Vous avez déjà une idée de la programmation, des artistes exposés ?
Manuela Júdice : Au Portugal, nous allons organiser deux expositions O Esplendor de Gérard Fromanger (l’artiste est décédé en juin 2021) au Centre Culturel de Belém et l’Autoportrait de Nicolas Poussin au Museu Nacional de Arte Antiga à Lisbonne. Il y aura aussi la présentation d’une sélection de la collection Antoine de Galbert au Museu de Arte, Arquitectura e Tecnología (MAAT) de Lisbonne En France, nous aurons L’Arbre de Vie de la sculptrice Joana Vasconcelos à la Sainte-Chapelle de Vincennes et L’Âge d’or de la Renaissance portugaise au Louvre. Deux forums auront également lieu au mois de mars 2022, un sur les océans et un autre sur la parité. Il y aura des événements à Lisbonne, mais aussi à Porto, Coimbra, Guimarāes... En France, nous irons à Paris et également à Lyon, à Clermont-Ferrand et à Marseille.
Victoire Bidegain di Rosa : À Tours par exemple, il y aura une grande exposition de femmes artistes portugaises, à la Villa Tamaris à Hyères un panorama de la jeune photographie portugaise et une grande exposition de l’artiste photographe Manuela Marques au domaine de Kerguehennec en Bretagne.
Manuela Júdice : Nous avons déjà plus d’une centaine de projets approuvés. La difficulté, ce sera d’être partout !
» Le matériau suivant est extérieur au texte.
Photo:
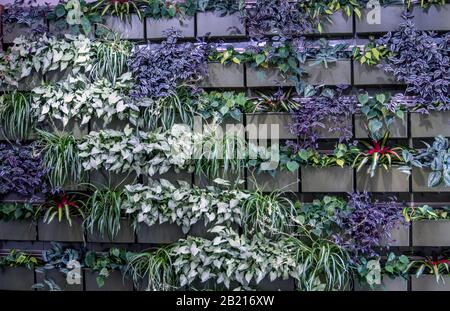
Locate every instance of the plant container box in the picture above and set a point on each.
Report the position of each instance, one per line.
(60, 279)
(276, 285)
(420, 181)
(397, 129)
(129, 29)
(391, 180)
(16, 278)
(159, 233)
(429, 283)
(399, 236)
(230, 25)
(430, 125)
(338, 72)
(205, 181)
(114, 282)
(19, 198)
(30, 82)
(431, 233)
(12, 31)
(339, 24)
(436, 17)
(260, 77)
(284, 181)
(364, 74)
(260, 125)
(125, 235)
(100, 178)
(17, 230)
(171, 176)
(61, 231)
(156, 27)
(199, 229)
(389, 285)
(326, 179)
(325, 133)
(390, 18)
(224, 76)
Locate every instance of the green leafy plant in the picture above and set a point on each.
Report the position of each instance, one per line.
(16, 115)
(60, 155)
(325, 265)
(158, 9)
(111, 56)
(371, 54)
(426, 212)
(59, 259)
(19, 259)
(220, 105)
(378, 116)
(155, 267)
(267, 213)
(103, 264)
(219, 155)
(276, 102)
(183, 204)
(435, 157)
(104, 211)
(378, 154)
(76, 15)
(439, 267)
(17, 211)
(121, 8)
(164, 111)
(64, 206)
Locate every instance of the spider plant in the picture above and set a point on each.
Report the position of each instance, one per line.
(270, 213)
(104, 210)
(62, 205)
(111, 58)
(121, 8)
(220, 155)
(60, 155)
(426, 212)
(17, 121)
(439, 267)
(277, 102)
(325, 265)
(164, 111)
(377, 153)
(156, 267)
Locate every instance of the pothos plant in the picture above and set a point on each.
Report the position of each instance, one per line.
(79, 100)
(104, 264)
(44, 55)
(370, 54)
(120, 8)
(377, 114)
(74, 15)
(140, 152)
(16, 114)
(163, 202)
(232, 259)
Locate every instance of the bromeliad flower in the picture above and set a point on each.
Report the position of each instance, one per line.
(63, 205)
(378, 153)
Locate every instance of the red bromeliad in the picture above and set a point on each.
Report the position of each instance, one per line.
(65, 201)
(378, 153)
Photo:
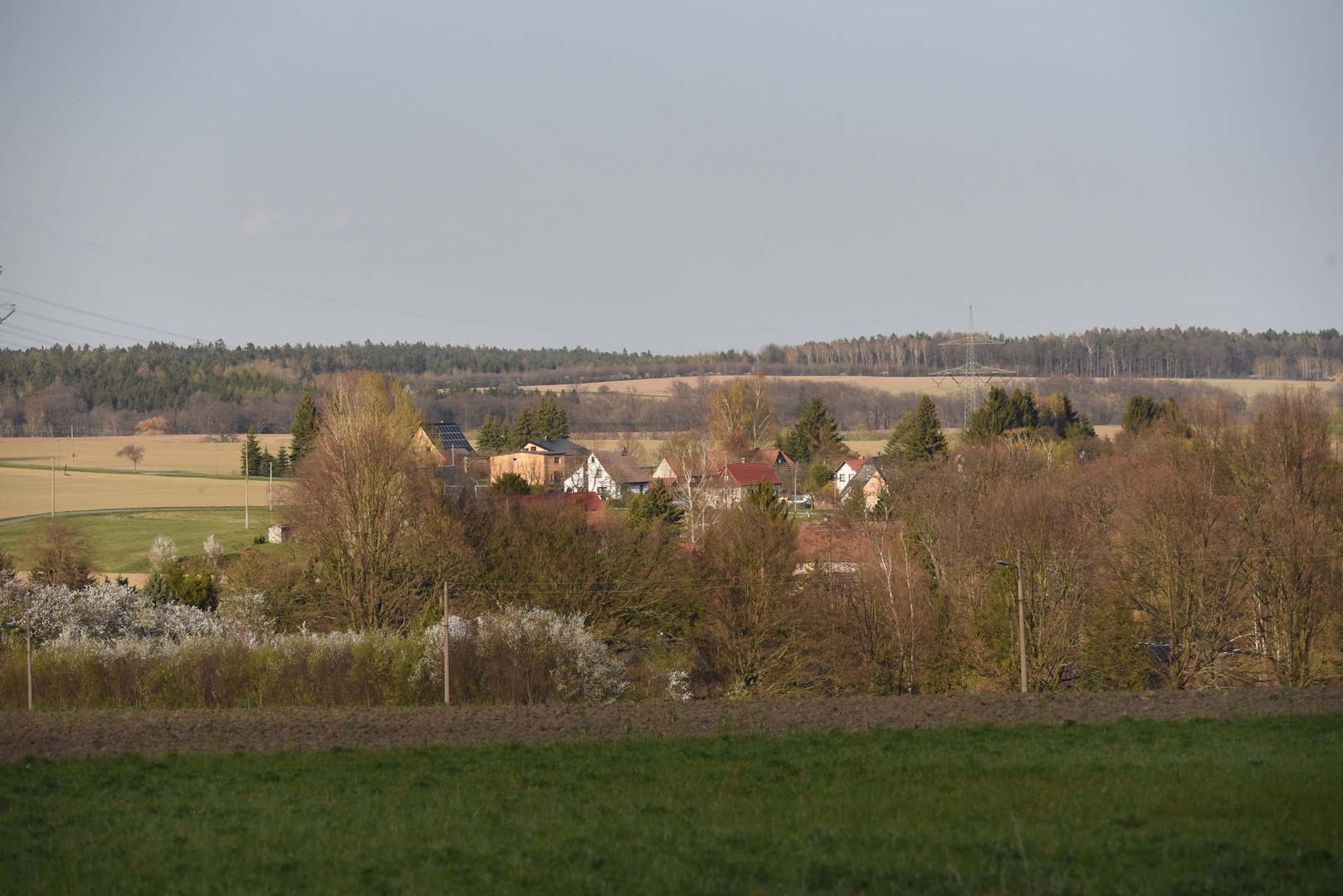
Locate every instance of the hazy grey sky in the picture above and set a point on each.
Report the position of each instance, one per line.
(676, 178)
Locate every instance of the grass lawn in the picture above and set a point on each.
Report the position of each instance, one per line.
(1130, 807)
(124, 539)
(24, 492)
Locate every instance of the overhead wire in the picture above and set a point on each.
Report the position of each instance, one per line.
(445, 317)
(80, 310)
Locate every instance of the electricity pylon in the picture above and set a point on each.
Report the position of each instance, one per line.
(971, 375)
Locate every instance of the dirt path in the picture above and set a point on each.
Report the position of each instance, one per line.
(156, 733)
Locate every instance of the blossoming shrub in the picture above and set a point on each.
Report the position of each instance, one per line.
(109, 646)
(523, 655)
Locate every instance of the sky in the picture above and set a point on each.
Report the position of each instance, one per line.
(672, 178)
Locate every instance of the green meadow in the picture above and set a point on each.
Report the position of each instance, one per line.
(123, 539)
(1128, 807)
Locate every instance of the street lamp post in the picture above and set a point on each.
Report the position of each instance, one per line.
(1021, 617)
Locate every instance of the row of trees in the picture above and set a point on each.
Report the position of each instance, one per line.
(1195, 558)
(549, 421)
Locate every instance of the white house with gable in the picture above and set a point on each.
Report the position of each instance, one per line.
(613, 475)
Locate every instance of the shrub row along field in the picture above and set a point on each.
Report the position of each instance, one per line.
(1139, 807)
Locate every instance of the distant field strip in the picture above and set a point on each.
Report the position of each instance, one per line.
(28, 492)
(661, 387)
(163, 453)
(156, 733)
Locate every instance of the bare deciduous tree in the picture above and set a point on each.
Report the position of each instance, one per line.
(358, 494)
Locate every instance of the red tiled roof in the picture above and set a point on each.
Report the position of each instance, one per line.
(751, 473)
Comment la programmation s’articulera-t-elle entre les deux pays, sur deux territoires différents ? Comment les œuvres et les artistes vont-ils dialoguer, notamment en cette période encore mouvementée ?
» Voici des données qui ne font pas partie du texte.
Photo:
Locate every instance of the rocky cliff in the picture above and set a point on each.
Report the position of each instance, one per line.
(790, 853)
Manuela Júdice : Le dialogue a déjà commencé ! Les artistes s’invitent les uns chez les autres. Il y a également des résidences… Nous aurons des programmes entièrement croisés, comme la présentation du festival portugais d’art urbain Iminente à Marseille ou encore l’invitation du festival de textiles FITE de Lyon au festival Contextile de Guimarães.
Victoire Bidegain di Rosa : La Saison s’est construite dans une période exceptionnelle, pendant laquelle tous les acteurs culturels ou scientifiques de nos deux pays ont été très affectés, les calendriers chamboulés. Mais, même au pire de la crise, les artistes, les scientifiques, les villes, les théâtres, les bibliothèques, les professeurs, n’ont jamais cessé de préparer des projets, de recommencer à zéro, de dialoguer coûte que coûte avec leurs partenaires, de préparer l’après avec l’espoir que la Saison permette des retrouvailles.
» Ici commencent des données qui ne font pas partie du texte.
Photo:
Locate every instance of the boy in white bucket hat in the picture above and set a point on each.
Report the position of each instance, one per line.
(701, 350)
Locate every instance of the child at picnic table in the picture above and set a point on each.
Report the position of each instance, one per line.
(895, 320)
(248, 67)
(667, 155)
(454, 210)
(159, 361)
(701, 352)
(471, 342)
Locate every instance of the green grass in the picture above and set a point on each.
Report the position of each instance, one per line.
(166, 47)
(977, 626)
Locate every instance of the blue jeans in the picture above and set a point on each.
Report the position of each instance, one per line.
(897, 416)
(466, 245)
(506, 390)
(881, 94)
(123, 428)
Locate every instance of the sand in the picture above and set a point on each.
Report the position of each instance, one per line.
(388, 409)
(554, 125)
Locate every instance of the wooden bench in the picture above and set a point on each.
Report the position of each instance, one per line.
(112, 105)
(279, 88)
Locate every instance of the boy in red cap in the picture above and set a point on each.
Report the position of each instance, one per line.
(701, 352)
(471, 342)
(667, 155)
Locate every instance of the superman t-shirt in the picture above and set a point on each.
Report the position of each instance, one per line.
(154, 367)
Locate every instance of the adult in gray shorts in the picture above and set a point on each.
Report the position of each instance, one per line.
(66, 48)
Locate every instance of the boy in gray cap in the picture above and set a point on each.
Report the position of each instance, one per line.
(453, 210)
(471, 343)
Décidée en juillet 2018 par le Président de la République française et le Premier ministre portugais, M. António Costa, lors de la visite officielle de M. Emmanuel Macron à Lisbonne, la Saison France-Portugal se tiendra simultanément dans les deux pays entre mi-février et octobre 2022.
La mise en œuvre de la Saison France-Portugal a été confiée, pour la partie française, à l’Institut français, opérateur du ministère de l’Europe et des Affaires étrangères et du ministère de la Culture pour la politique culturelle extérieure de la France.
La Saison France-Portugal s'inscrit dans la continuité des présidences portugaise et française de l’Union européenne.